O’Sullivan might be gaining attention thanks to productions which have caught the ear of many influential figures in the techno realm and beyond, yet it’s by no means the only string to his bow, with an EP under his own name for William Burnett’s WT Records standing out as one of his more intriguing documents. The Free Flight EP – like the rest of his material – defies easy categorisation, though it’s undeniably lighter in tone than his other solo work, having more in common with Burnett’s pastoral kraut-inspired electronics under the Black Deer alias than anything from Berlin. “It’s lighter, it’s obviously melodically driven, it’s a little more playful, but tinged with melancholy,” he explains of the record. “Part of that is just Will (Burnett).

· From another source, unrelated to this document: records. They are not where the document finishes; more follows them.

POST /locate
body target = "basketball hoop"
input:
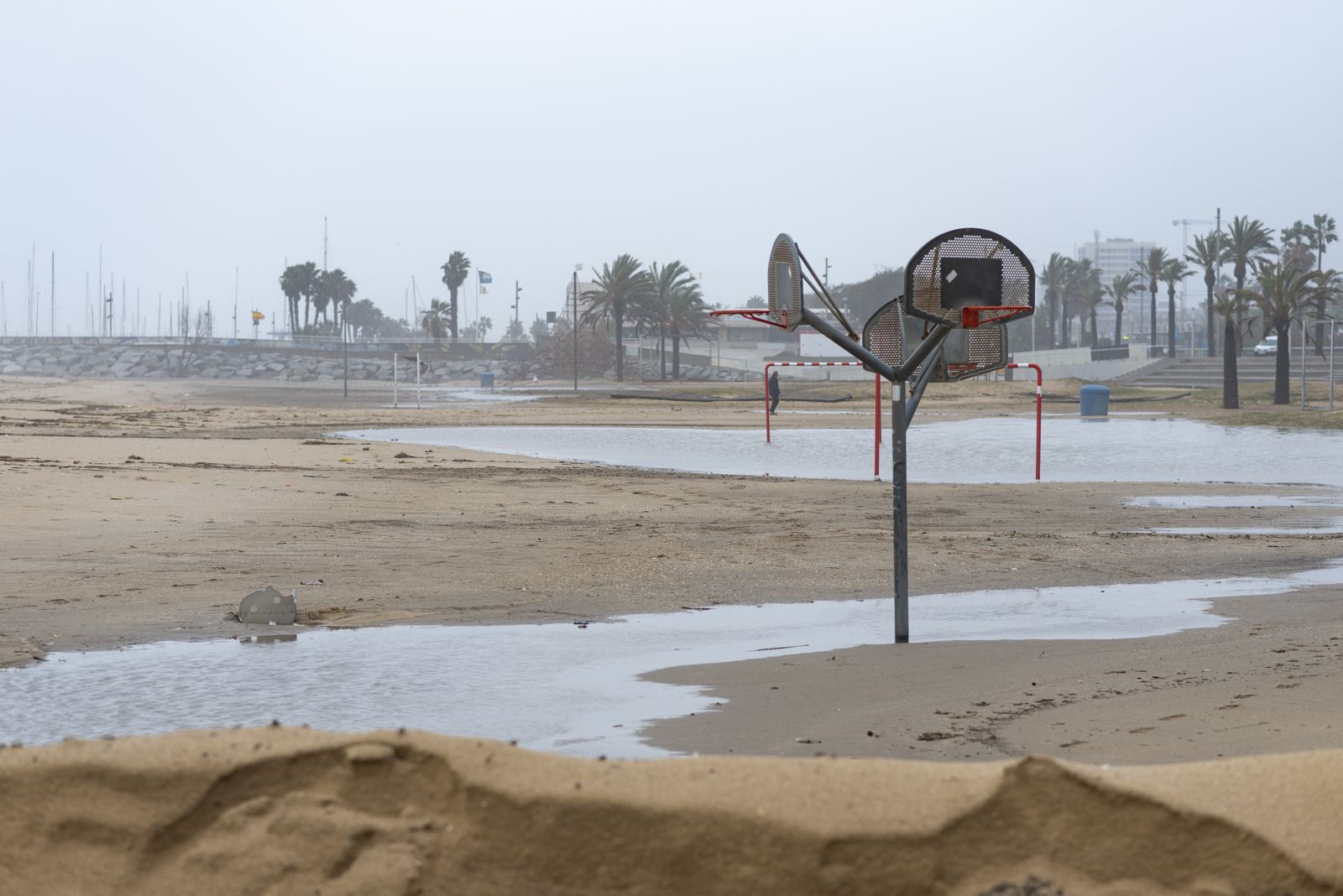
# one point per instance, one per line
(759, 315)
(975, 315)
(969, 277)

The label head’s role as curator can very heavily influence the way a record comes out. But that said I do like doing melodic stuff.”

Outside of his solo work, his current concern is Further Reductions, a minimal wave, italo disco and pop-inspired collaboration between himself and his partner Katie Rose (pictured above), who has been living with for the last six years. “Collaboration was sort of inevitable,” he explains, “we both love music, and we’re living together in a small apartment full of records and synths. The project is really just built around the dialog that Katie and I have going. It’s always been very open format. Katie’s very specific about her vision. I mostly follow her lead.” Although they have only released one 7” for Captured Tracks and a cassette for Robert & Leopold so far, the pair have their debut album coming on Minimal Wave’s Cititrax label in coming months. As well as that album, there are already talks of another solo record on Avian and a further 12” on The Corner with Beau Wanzer later this year.

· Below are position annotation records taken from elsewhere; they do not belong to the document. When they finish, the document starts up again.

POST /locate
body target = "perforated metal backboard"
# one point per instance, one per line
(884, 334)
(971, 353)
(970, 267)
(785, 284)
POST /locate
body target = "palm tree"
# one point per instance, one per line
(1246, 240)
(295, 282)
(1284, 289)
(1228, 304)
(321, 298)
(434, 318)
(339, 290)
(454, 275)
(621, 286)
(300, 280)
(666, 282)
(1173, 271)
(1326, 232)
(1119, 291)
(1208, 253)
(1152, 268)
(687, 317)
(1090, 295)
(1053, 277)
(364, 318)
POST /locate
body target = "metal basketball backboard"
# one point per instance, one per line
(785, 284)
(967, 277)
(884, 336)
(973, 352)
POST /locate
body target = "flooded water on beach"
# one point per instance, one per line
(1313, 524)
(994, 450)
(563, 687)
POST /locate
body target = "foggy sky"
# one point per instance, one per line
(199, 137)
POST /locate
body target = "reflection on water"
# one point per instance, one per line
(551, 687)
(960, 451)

It would be difficult not to see O’Sullivan’s music as part of a wider resurgence of techno, but it feels like he has been waiting quietly for years for trends to cycle back round again, without the cumulative baggage of the past attached. “I guess there have been some cultural shifts in the States, we’re more into dance music now than we were,” he explains. “People of my generation mostly grew up hating dance music – rave culture was despicable, it was the butt of jokes, you couldn’t say “I’m into techno”, you had to attach some disclaimer to it: ‘I’m into techno but only this kind’, or ‘I’m into techno but not what you think’. You couldn’t say ‘techno’ – that was very much a dangerous word, and sort of justifiably, because dance music culture in the States was always pretty bad.” Although O’Sullivan is talking of the country’s obsession with EDM, he feels New York City specifically has seen an upswing in the enthusiasm for the kind of techno he makes, with the continued efforts of The Bunker parties being complimented by smaller events at the newly opened Bossa Nova Civic Club, and Aurora Halal’s consistently adventurous Mutual Dreaming parties.

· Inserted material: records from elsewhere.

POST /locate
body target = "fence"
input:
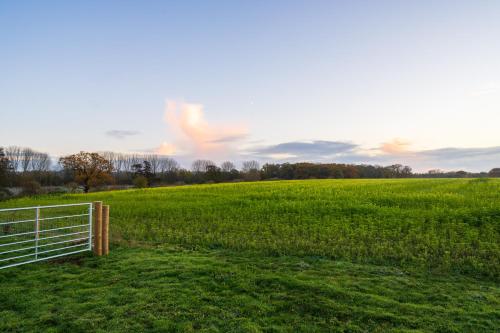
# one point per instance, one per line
(32, 234)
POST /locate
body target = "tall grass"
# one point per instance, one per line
(441, 225)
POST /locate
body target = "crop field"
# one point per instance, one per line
(314, 255)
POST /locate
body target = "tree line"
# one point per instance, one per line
(29, 169)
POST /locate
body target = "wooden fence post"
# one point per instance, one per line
(98, 228)
(105, 230)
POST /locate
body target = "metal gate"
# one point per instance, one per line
(32, 234)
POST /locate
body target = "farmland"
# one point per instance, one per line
(314, 255)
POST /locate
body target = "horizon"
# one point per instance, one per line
(324, 82)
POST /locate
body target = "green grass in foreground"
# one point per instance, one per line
(449, 225)
(295, 256)
(175, 290)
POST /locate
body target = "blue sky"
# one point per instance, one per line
(415, 82)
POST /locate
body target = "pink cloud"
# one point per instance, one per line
(194, 135)
(396, 146)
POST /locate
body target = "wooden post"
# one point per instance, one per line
(105, 230)
(98, 228)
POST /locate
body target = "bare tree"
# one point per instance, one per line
(250, 166)
(39, 162)
(26, 156)
(251, 170)
(13, 154)
(154, 161)
(168, 164)
(201, 165)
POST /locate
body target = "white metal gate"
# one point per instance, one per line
(32, 234)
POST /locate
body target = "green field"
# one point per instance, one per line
(315, 255)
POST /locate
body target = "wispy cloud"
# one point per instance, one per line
(195, 136)
(391, 152)
(121, 134)
(396, 146)
(313, 149)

However, it becomes clear throughout our conversation that although his love is dance music – techno specifically – O’Sullivan isn’t particularly concerned what type of music he makes as much as he is gaining mastery over his machines. “I kind of went through a long period of not wanting to do anything with any kind of melodic content, but I think I might be partially coming out of that,” he explains of his current headspace. “I don’t like feeling trapped. I want to revisit some of those ideas and concepts I was working through with the first WT record with the tools and the knowledge that I have now. But yeah – also to some degree, my ear’s tired a little of spartan, militant monochrome techno, just at the moment,” he explains teasingly. “But I’m always open to exploring any ideas.”